Johannes 13, 14
“Indien nu Ik, uw Heer en Meester, u de voeten gewassen heb, behoort ook gij elkander de voeten te wassen.”
We staan aan de vooravond van de Stille Week, ook wel Goede Week genoemd. Straks is het Witte Donderdag. Het is de laatste avond en nacht, die Jezus met de Zijnen gaat doorbrengen. Hij gaat dan de voeten van Zijn discipelen wassen. Johannes beschrijft dat in het raam van een maaltijd. Maar niets herinnert aan het Laatste Avondmaal, zoals we dat bij de andere drie Evangeliën aantreffen. Toch moeten we niet denken, dat Johannes minder aandacht aan het Avondmaal geschonken zou hebben dan de andere drie Evangelisten en dat hij daarom de voetwassing in de plaats daarvan overlevert.
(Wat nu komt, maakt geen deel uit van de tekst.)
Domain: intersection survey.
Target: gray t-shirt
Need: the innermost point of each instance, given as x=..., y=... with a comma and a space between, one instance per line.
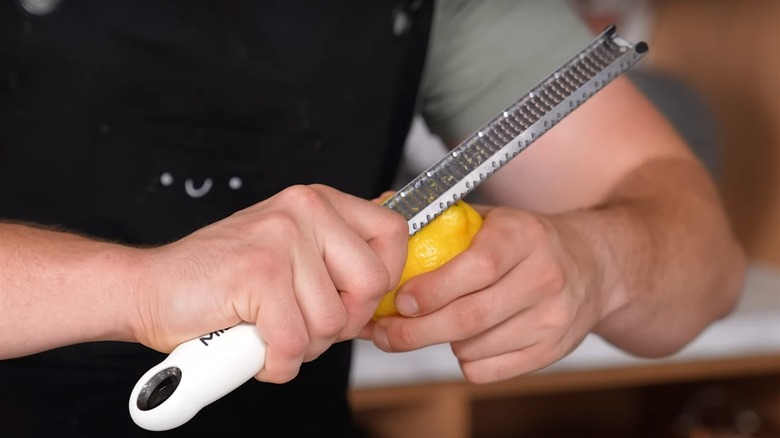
x=485, y=54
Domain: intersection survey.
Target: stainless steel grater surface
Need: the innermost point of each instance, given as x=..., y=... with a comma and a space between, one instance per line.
x=514, y=129
x=200, y=371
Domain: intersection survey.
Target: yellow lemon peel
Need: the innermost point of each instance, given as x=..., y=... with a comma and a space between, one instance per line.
x=446, y=236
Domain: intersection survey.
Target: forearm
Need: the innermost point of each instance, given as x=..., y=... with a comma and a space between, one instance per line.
x=668, y=259
x=58, y=289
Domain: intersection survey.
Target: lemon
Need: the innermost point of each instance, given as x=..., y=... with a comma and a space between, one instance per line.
x=446, y=236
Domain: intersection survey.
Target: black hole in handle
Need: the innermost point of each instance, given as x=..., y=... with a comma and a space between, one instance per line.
x=159, y=388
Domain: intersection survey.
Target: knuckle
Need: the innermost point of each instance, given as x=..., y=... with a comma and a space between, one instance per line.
x=557, y=317
x=328, y=323
x=486, y=261
x=404, y=338
x=469, y=319
x=552, y=278
x=279, y=223
x=302, y=196
x=294, y=346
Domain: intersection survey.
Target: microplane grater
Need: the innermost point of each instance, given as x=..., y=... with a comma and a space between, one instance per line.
x=200, y=371
x=464, y=168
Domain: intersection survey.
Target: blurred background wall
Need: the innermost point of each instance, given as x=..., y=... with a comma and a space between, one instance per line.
x=727, y=52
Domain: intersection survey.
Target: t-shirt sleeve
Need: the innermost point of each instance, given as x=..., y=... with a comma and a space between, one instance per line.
x=485, y=54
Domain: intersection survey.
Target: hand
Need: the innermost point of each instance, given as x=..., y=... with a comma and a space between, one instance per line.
x=520, y=298
x=308, y=265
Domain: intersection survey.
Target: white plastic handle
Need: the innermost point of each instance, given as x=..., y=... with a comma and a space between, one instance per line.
x=195, y=374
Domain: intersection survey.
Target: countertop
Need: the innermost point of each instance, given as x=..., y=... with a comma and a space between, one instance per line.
x=752, y=329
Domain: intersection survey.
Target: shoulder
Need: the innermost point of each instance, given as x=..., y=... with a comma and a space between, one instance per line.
x=485, y=54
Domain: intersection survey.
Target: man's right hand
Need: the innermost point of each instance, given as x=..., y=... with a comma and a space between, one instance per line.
x=308, y=266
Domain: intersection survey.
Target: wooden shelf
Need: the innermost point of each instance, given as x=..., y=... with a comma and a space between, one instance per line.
x=627, y=401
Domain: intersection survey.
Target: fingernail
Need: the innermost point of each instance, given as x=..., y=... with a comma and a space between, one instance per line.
x=407, y=305
x=380, y=338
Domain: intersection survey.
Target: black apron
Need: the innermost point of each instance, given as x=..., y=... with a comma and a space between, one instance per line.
x=142, y=120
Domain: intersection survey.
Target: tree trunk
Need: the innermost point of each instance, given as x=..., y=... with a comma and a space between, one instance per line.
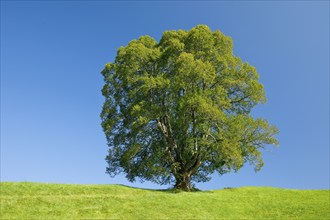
x=183, y=182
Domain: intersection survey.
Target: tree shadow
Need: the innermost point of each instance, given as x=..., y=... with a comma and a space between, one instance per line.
x=169, y=190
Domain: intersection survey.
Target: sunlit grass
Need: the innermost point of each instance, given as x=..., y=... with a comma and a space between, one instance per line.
x=59, y=201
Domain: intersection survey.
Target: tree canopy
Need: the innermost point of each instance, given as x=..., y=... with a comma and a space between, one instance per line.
x=178, y=110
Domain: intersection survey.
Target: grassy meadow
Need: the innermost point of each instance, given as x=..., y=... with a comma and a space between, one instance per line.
x=65, y=201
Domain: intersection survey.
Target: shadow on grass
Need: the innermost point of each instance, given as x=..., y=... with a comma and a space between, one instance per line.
x=169, y=190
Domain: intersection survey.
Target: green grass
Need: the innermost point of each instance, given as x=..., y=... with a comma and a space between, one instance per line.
x=62, y=201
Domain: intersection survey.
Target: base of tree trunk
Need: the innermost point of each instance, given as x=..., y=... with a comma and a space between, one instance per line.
x=183, y=183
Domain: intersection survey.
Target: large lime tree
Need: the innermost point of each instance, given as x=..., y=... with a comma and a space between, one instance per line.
x=178, y=110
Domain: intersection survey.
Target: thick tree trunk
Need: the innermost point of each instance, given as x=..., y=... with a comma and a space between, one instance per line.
x=183, y=182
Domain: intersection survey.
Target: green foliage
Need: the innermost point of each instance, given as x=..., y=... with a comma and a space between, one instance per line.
x=66, y=201
x=180, y=109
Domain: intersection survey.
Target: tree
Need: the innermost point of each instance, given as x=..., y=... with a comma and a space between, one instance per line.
x=179, y=110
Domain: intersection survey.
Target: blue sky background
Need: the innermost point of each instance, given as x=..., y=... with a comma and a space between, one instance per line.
x=52, y=54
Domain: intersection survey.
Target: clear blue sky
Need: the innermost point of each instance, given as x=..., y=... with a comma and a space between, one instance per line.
x=52, y=54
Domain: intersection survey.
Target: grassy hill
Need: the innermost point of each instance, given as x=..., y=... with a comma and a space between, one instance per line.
x=58, y=201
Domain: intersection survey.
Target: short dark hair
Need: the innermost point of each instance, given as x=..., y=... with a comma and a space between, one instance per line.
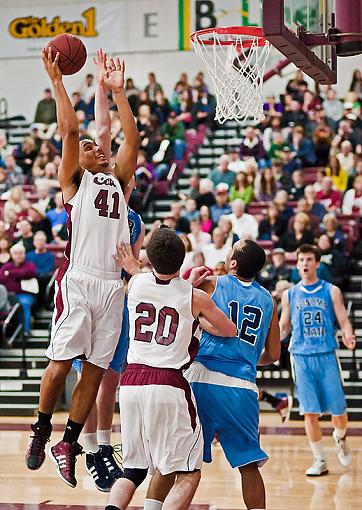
x=309, y=248
x=250, y=259
x=165, y=251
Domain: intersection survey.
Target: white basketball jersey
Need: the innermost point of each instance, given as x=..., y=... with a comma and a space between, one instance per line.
x=163, y=331
x=97, y=222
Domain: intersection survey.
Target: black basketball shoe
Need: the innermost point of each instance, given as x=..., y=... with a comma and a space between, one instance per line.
x=97, y=469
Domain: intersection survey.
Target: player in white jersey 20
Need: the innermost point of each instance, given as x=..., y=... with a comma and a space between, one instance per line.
x=159, y=423
x=89, y=293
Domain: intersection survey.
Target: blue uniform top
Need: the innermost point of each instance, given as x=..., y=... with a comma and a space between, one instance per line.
x=312, y=318
x=250, y=307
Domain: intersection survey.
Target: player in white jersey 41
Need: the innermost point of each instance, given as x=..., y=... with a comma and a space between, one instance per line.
x=89, y=294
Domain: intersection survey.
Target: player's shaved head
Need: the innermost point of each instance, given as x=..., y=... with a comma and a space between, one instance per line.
x=166, y=251
x=249, y=257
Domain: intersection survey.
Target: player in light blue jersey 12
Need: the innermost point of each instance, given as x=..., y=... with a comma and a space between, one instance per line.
x=309, y=310
x=223, y=374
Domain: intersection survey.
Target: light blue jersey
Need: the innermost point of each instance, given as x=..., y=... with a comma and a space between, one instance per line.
x=312, y=318
x=250, y=307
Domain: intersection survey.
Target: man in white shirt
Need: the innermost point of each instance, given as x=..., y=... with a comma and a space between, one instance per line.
x=235, y=163
x=346, y=157
x=217, y=250
x=198, y=238
x=244, y=225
Want, dat Johannes ook waarde hecht aan het Avondmaal, zien we in de wonderbare spijziging van Johannes 6. Daar breekt Hij het brood en deelt het uit, precies zoals bij het Heilig Avondmaal. Hij legt het ook aan Zijn discipelen uit, waarom Hij dit doet, als Hij zegt: “Ik ben het brood des levens, dat uit de hemel; neergedaald is. Indien iemand van dit brood eet, hij zal in eeuwigheid leven” (Joh.6, 51). Johannes kent het Avondmaal, dat is duidelijk, en wat Hij hier in de voetwassing vertellen wil, ligt zeker ook in het Avondmaal verankerd. Johannes wil als ’t ware nog een diepere zin aan het Avondmaal geven, doordat hij in het voorbeeld van Jezus de Gemeente tot broederlijke dienst opwekt. We zouden daarom kunnen zeggen, dat de voetwassing bij Johannes niet het Avondmaal vervangt, maar eerder aanvult, voltooit.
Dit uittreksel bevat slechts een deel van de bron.